In 1990, Wright et al.1 first described CD14 as a receptor involved in the recognition of lipopolysaccharide and other bacterial wall components. The CD14 gene is located on chromosome 5q31 and is predominantly expressed on the surface of monocytes, macrophages and neutrophils, and in a soluble form in the blood.1, 2, 3 It was not until 1999 that an association between CD14 and atopy was described. Baldini et al.4 found that the CD14/−260 polymorphism was associated with soluble CD14 (sCD14) levels and total immunoglobulin E (IgE) in 11-year-old subjects. Specifically, TT homozygotes had significantly higher sCD14 levels than did carriers of the CC and CT genotypes. TT homozygotes also had significantly lower levels of IgE than did carriers of the other two genotypes, but differences were significant only among children who were skin test positive. However, whether an association of genotype with sCD14 is present at birth and in infancy remains to be determined. Moreover, interferon-gamma and interleukin-4 responses were positively and negatively correlated, respectively, with sCD14 levels.4 Therefore, CD14 may be an important player in the balance between infectious and allergic disease, and the early polarization towards a TH1 response.5, 6 We tested the potential role of CD14 promoter polymorphisms, −260 as well as −4190, −2838 and −1720, on the development of sCD14 levels between birth and 1 year of age.

Results and discussion

The complete coding region of CD14, intronic sequence, approximately 6 kb of 5′ genomic and 2 kb of 3′ genomic were resequenced from DNA obtained from 23 European Americans as part of the Innate Immunity Program in Genomic Applications (PGA).7, 8 A total of 17 single nucleotide polymorphisms (SNPs) were identified; 15 of these had a minor allele frequency >10% (Figure 1). From the European-American-specific catalog of polymorphic sites, a tagging strategy based on bins of polymorphic sites that exceeded 10% minor allele frequency and a within-bin linkage disequilibrium (LD) exceeding 0.7 was employed using publicly available software as recently described.9 This algorithm resulted in four bins (Figure 1).

Figure 1
figure1

Common variation in the CD14 gene for European Americans as described in the Innate Immunity Program in Genomic Applications/Innate Immunity at www.innateimmunity.net. SNPs with a minor allele frequency >10% are shown. Using the LD-based SNP selection algorithm,9 we identified four bins of tag SNPs at an r2 threshold of 0.7.

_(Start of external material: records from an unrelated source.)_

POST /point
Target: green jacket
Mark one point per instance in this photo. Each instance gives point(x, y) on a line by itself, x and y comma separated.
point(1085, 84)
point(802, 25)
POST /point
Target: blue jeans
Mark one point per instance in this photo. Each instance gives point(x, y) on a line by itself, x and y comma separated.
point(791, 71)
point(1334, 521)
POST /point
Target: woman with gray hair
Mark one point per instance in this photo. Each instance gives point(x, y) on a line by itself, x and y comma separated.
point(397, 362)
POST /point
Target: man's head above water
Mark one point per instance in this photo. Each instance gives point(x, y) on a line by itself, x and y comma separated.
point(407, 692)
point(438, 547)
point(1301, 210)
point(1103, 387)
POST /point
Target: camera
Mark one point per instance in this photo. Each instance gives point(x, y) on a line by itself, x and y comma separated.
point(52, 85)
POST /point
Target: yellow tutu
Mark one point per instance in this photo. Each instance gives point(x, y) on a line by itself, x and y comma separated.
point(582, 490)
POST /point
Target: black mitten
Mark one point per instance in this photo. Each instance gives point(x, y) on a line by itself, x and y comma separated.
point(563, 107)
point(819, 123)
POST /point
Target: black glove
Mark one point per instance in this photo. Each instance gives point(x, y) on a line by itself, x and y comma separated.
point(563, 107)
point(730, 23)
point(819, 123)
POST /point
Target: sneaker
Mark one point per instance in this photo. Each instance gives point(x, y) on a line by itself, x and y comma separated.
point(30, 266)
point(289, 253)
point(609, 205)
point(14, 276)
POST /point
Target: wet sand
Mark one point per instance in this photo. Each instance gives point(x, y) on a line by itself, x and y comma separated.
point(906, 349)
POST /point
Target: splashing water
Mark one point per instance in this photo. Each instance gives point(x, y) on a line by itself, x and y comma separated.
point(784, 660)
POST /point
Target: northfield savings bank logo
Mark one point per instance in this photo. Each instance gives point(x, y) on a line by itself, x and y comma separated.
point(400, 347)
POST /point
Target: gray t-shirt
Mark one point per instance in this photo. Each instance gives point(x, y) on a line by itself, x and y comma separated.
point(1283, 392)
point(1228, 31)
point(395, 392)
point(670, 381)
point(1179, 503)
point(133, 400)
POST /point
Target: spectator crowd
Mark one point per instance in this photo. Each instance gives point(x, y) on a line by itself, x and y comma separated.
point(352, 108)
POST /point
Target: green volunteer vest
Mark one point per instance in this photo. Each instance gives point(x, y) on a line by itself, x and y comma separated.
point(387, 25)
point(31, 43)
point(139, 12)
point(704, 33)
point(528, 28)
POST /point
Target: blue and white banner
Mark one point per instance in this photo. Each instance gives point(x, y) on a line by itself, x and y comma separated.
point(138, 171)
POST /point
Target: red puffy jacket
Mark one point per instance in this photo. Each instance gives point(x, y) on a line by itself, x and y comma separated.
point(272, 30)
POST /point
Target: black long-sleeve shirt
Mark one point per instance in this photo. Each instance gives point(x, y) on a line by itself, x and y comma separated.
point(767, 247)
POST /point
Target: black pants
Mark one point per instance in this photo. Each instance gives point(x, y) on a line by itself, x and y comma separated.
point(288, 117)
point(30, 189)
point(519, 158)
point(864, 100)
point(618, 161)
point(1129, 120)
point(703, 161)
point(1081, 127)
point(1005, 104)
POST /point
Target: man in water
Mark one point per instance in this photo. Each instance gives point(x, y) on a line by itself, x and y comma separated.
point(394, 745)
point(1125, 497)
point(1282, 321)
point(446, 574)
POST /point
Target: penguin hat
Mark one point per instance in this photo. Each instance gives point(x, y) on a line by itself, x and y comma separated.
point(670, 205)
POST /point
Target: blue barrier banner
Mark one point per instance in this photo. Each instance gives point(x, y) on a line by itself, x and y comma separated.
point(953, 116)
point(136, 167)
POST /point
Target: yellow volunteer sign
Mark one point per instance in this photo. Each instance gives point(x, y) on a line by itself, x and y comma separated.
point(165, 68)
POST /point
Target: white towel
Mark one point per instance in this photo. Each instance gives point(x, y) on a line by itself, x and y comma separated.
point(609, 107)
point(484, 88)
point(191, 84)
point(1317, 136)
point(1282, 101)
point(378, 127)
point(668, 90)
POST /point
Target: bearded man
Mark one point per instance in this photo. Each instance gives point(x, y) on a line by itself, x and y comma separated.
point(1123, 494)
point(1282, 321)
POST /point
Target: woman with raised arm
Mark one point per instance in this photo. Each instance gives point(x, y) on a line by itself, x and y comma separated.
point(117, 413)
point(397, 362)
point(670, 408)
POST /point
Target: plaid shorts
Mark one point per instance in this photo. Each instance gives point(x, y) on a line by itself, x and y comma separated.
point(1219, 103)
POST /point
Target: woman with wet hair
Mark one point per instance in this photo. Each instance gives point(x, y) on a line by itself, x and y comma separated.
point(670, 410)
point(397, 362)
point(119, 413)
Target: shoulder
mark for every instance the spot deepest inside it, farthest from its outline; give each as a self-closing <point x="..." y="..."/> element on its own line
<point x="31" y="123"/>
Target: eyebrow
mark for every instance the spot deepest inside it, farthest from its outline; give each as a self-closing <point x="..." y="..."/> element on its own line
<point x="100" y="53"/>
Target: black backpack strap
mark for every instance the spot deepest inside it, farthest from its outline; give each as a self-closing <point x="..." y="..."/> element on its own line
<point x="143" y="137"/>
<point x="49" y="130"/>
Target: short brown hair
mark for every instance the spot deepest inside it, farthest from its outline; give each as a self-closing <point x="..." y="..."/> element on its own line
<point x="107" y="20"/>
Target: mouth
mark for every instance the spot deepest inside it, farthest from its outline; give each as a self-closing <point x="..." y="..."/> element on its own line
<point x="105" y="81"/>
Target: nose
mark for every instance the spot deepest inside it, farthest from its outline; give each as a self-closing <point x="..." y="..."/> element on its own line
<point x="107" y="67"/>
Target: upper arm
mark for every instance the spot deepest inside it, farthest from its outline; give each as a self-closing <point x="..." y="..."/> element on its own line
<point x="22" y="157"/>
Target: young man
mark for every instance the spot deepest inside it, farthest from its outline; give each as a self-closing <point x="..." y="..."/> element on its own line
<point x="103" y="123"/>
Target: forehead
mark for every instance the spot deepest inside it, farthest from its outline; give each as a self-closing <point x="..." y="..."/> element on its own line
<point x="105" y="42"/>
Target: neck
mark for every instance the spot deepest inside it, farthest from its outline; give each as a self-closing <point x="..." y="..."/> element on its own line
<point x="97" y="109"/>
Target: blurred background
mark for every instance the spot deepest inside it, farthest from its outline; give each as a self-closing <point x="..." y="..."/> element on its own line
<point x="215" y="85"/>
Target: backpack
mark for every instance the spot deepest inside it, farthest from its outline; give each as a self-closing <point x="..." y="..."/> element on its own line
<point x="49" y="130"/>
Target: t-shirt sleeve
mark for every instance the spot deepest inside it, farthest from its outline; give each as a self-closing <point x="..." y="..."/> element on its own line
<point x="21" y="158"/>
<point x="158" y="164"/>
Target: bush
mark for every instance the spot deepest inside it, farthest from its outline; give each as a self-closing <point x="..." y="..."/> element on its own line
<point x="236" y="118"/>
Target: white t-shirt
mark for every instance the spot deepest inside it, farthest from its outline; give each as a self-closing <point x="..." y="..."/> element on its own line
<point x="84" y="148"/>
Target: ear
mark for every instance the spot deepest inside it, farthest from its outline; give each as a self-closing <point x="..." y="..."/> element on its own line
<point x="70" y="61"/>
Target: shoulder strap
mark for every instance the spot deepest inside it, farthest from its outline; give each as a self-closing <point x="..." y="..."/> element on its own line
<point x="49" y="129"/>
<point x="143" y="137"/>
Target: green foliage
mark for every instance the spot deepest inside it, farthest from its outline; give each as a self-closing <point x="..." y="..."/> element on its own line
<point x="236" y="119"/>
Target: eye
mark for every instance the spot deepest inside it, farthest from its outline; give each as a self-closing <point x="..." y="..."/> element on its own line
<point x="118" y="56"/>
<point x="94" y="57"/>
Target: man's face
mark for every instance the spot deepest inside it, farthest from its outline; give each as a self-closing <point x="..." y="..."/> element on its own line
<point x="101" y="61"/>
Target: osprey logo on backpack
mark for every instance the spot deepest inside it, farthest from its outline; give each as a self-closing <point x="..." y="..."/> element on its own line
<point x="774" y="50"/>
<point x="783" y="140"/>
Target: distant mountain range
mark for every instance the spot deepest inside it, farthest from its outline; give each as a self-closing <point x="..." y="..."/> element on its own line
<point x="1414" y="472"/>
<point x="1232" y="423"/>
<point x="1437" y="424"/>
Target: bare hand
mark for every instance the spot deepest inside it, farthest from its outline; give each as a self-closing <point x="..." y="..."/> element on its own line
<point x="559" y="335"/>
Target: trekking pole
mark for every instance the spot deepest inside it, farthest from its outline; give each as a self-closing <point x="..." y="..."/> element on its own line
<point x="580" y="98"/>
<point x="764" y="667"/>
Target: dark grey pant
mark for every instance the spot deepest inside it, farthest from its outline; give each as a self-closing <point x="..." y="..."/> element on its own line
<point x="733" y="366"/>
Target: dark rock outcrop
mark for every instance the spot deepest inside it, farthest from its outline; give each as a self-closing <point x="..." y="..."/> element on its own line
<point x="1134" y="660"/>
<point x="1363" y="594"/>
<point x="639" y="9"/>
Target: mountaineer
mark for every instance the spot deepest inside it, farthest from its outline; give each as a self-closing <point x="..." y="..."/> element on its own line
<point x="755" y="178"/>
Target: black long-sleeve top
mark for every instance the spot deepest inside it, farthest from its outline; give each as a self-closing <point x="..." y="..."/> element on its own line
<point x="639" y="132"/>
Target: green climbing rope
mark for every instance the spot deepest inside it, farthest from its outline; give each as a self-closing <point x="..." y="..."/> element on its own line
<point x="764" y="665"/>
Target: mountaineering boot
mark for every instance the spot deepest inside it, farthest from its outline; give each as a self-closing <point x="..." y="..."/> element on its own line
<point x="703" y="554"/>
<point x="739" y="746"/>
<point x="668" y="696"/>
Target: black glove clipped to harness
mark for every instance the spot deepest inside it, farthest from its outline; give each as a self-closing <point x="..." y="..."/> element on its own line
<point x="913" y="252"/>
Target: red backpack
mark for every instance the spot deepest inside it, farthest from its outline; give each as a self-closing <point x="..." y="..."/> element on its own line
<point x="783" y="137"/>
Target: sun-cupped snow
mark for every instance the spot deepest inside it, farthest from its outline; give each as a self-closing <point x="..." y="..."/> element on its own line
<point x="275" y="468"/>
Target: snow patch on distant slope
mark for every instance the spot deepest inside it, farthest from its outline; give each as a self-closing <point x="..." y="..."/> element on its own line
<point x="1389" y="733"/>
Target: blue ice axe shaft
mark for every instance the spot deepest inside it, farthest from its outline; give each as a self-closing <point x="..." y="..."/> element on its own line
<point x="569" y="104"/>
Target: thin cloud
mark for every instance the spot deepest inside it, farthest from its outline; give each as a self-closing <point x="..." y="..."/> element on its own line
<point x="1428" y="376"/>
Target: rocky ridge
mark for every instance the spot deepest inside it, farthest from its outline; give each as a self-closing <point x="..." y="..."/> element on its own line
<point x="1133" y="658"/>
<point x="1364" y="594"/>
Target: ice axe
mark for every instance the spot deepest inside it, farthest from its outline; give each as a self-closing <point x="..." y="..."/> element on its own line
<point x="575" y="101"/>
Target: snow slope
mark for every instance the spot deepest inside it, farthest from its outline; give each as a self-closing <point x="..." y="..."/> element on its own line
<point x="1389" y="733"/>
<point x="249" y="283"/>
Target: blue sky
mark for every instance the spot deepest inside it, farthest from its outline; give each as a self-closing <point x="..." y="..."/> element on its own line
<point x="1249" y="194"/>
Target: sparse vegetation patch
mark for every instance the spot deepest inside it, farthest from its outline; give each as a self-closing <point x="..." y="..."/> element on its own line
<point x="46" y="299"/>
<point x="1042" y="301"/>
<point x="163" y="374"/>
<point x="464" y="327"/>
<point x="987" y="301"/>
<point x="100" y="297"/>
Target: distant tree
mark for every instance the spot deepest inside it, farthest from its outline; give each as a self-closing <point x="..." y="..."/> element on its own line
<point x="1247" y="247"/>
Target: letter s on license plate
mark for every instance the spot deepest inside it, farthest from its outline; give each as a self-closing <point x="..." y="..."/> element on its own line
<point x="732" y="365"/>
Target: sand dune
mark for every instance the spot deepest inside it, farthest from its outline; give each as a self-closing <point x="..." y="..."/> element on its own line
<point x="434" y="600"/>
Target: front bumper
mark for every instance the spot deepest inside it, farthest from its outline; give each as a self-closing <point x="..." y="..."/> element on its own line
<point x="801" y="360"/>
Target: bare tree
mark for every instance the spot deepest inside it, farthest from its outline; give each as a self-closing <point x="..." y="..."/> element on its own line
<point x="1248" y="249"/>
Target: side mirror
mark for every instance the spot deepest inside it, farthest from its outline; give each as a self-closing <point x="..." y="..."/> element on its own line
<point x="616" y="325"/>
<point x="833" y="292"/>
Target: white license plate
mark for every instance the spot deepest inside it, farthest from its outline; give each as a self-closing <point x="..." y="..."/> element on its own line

Using a high-throughput genotyping method based on 5′ exonuclease (TaqMan®) assay,10 we genotyped infants for CD14 polymorphisms at locations −4190 (major to minor allele: C to T), −2838 (C to T), −1720 (A to G) and −260 (T to C) relative to the translation start site using cord blood. These infants were recruited prenatally from healthy women between 32 and 35 weeks gestation participating in the Infant Immune Study, a prospective study of the development of immunological markers of asthma risk in infancy and early childhood.6 The minor allele frequencies for these loci were CD14/−4190=22.4% (n=375), CD14/−2838=27.5% (n=371), CD14/−1720=38.9% (n=369) and CD14/−260=47.1% (n=375) and all were found to be in Hardy–Weinberg equilibrium (data not shown). The strength of pairwise LD, as measured by r2, among the four SNPs is shown in Figure 2. LD was particularly strong between CD14/−1720 and CD14/–260 (r2=0.689). The genotype frequencies and LD values were comparable to those found in the European-American population used in the Innate Immunity PGA.7

Figure 2
figure2

Pairwise r2 values between CD14 polymorphisms −4190, −2838, −1720 and −260. r2 values were calculated using the software Linkage Disequilibrium Analyzer 1.0 for n=365 and are shown in shaded boxes. The LD statistic r2 describes the similarity of pattern between pairs of polymorphic sites.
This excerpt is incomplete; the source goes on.